# Digimon Xros Wars is now Digimon Fusion



## takuyayagami (Oct 3, 2012)

So far Taiki is Mikey in the dub ._.


----------



## pokefloote (Oct 3, 2012)

I wish they would have kept fusion out of Digimon.

Ruined.


----------



## takuyayagami (Oct 3, 2012)

pokefloote said:


> I wish they would have kept fusion out of Digimon.
> 
> Ruined.


I know... I just wish they just left Xros Wars as the main tittle plus there's a trailer for it


----------



## Black-Ice (Oct 3, 2012)

Taiki and shoutmon sound... not as good 


IF THEY RUIN KIRIHA 

ehh i really hope they dont flop it, make it as good as the tamers dub was.
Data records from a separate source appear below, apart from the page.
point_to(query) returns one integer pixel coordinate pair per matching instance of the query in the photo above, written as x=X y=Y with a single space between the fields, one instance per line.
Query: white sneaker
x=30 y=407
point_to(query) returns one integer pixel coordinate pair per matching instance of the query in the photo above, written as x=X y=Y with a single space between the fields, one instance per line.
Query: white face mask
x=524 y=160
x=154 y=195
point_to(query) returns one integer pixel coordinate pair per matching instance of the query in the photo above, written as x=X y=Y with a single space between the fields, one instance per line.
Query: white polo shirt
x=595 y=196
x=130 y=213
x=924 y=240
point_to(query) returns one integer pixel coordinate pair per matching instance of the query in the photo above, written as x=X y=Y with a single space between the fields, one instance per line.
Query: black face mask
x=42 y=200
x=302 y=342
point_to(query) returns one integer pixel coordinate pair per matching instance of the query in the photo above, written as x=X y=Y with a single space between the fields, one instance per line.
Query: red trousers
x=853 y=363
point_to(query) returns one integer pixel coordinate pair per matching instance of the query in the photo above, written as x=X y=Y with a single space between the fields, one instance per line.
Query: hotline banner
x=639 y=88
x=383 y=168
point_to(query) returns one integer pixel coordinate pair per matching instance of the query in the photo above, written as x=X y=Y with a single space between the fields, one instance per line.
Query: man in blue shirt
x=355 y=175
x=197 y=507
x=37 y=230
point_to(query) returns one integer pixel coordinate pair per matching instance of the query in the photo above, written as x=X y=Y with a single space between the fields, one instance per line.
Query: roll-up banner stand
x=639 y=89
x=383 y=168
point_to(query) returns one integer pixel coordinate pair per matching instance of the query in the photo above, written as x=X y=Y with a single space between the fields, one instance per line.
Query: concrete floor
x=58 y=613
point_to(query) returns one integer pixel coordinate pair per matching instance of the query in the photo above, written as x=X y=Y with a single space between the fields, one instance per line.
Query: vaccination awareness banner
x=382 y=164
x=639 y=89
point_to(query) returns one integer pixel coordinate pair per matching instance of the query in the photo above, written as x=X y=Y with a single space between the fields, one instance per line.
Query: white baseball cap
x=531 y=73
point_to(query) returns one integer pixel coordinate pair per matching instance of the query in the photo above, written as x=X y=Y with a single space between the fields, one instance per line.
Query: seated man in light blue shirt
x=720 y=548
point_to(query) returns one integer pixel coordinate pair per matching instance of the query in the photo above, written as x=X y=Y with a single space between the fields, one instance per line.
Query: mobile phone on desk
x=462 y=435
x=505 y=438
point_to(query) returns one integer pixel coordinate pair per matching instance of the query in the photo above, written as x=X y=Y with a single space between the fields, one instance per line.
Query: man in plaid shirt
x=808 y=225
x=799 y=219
That was the highlight of western Digimon


----------



## takuyayagami (Oct 3, 2012)

Black-Ice said:


> Taiki and shoutmon sound... not as good
> 
> 
> IF THEY RUIN KIRIHA
> ...


I think the same guy who did V-mon is shoutmon


----------



## takuyayagami (Oct 3, 2012)




----------



## Gahars (Oct 3, 2012)

People had their hopes up for this to begin with?


----------



## AsPika2219 (Nov 28, 2012)

Digimon Fusion Battle is now aired premier on Disney XD Malaysia beginning this December!!!


----------



## Nebz (Nov 28, 2012)

All I can really say is thank you to Saban again. Now let's get some merchandise stateside!!


----------